On 4/26/05, Jigal van Hemert <jigal@stripped> wrote:
> And http://dev.mysql.com/doc/mysql/en/create-table.html tells me that "A
> PRIMARY KEY is a unique KEY where all key columns must be defined as NOT
> NULL. If they are not explicitly declared as NOT NULL, MySQL declares them
> so implicitly (and silently). "
> Why is this?
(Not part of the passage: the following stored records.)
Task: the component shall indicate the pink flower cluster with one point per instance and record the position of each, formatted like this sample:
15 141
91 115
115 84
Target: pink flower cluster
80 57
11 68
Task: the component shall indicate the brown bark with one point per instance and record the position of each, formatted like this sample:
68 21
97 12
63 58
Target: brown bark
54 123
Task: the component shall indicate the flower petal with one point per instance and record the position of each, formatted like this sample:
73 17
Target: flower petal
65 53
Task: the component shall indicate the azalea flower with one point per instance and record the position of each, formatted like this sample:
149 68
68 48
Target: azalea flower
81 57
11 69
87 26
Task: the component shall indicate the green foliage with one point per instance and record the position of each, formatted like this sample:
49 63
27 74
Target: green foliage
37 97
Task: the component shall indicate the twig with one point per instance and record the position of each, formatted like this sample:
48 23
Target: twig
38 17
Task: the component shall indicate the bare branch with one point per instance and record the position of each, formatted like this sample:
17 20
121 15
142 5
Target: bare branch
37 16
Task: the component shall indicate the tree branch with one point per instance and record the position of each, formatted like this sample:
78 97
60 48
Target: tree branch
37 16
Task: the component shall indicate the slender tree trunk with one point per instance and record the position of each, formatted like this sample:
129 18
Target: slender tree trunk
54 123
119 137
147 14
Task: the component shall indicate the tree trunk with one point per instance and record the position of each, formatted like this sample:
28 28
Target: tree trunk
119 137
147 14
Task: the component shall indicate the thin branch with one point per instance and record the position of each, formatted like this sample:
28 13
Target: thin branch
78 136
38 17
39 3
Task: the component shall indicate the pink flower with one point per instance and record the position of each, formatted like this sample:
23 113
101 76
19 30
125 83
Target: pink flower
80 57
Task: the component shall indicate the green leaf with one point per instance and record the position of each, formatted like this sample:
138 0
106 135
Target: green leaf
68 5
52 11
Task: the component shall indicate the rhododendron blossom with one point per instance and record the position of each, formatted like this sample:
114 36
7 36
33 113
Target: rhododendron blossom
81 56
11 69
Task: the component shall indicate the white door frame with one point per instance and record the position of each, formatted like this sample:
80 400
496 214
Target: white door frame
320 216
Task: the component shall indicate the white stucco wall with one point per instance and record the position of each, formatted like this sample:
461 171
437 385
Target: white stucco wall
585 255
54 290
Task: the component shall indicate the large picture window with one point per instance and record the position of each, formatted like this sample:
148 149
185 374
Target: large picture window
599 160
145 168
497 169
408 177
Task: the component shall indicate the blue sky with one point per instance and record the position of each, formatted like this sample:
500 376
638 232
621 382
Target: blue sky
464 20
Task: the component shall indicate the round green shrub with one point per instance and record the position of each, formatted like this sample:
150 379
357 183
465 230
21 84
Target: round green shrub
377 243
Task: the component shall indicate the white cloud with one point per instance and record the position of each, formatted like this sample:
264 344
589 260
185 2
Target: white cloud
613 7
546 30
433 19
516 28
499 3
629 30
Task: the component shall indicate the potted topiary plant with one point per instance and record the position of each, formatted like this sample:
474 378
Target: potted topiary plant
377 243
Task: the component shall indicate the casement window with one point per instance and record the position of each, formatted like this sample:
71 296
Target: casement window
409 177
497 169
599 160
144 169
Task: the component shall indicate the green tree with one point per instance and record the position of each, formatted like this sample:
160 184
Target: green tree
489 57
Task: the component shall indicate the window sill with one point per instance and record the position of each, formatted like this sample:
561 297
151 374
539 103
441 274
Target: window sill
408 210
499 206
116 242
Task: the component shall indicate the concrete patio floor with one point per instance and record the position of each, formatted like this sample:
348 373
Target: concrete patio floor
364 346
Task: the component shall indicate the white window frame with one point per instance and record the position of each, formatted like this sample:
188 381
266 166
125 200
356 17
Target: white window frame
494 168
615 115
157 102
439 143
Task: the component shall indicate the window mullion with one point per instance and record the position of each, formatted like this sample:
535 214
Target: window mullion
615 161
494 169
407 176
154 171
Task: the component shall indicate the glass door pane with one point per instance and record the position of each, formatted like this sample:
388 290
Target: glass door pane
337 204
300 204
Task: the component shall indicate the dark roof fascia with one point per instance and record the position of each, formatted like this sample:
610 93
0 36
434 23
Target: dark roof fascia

I actually do need NULL values (they really are not equal to
> '0', etc.), but also need this column as part of the PRIMARY key in an
> InnoDB table...
> It can't have anything to do with the 'uniqueness' of the data, since I can
> have a lot of 'zero'-values in the column, as long as the combination of
> columns in the PRIMARY key results in unique values.
Because it is a PRIMARY KEY. I mean phrase 'PRIMARY KEY' means "a key
with which each row can be explicitly addressed". So if you have 2000
rows in a table, you can write 2000 SELECT statemens which will use
columns in primary key and each of these SELECT statements will
return exactly one (different) row.
Since PRIMARY KEY is a primary key it cannot have NULL values.
And there can be only one primary key on the table, for the same
If your PRIMARY KEY would allow NULL values, it would not be possible
to address these rows with NULL values (*) and therefore it would not
be a real primary key, by definiton. It would be a unique key.
(*). Supposedly if there could be only one NULL value per column it
might be possible, but since NULL means "unknown", it should not
be mixed with real values.
From what you are saying, you need a UNIQUE key, not a PRIMARY KEY.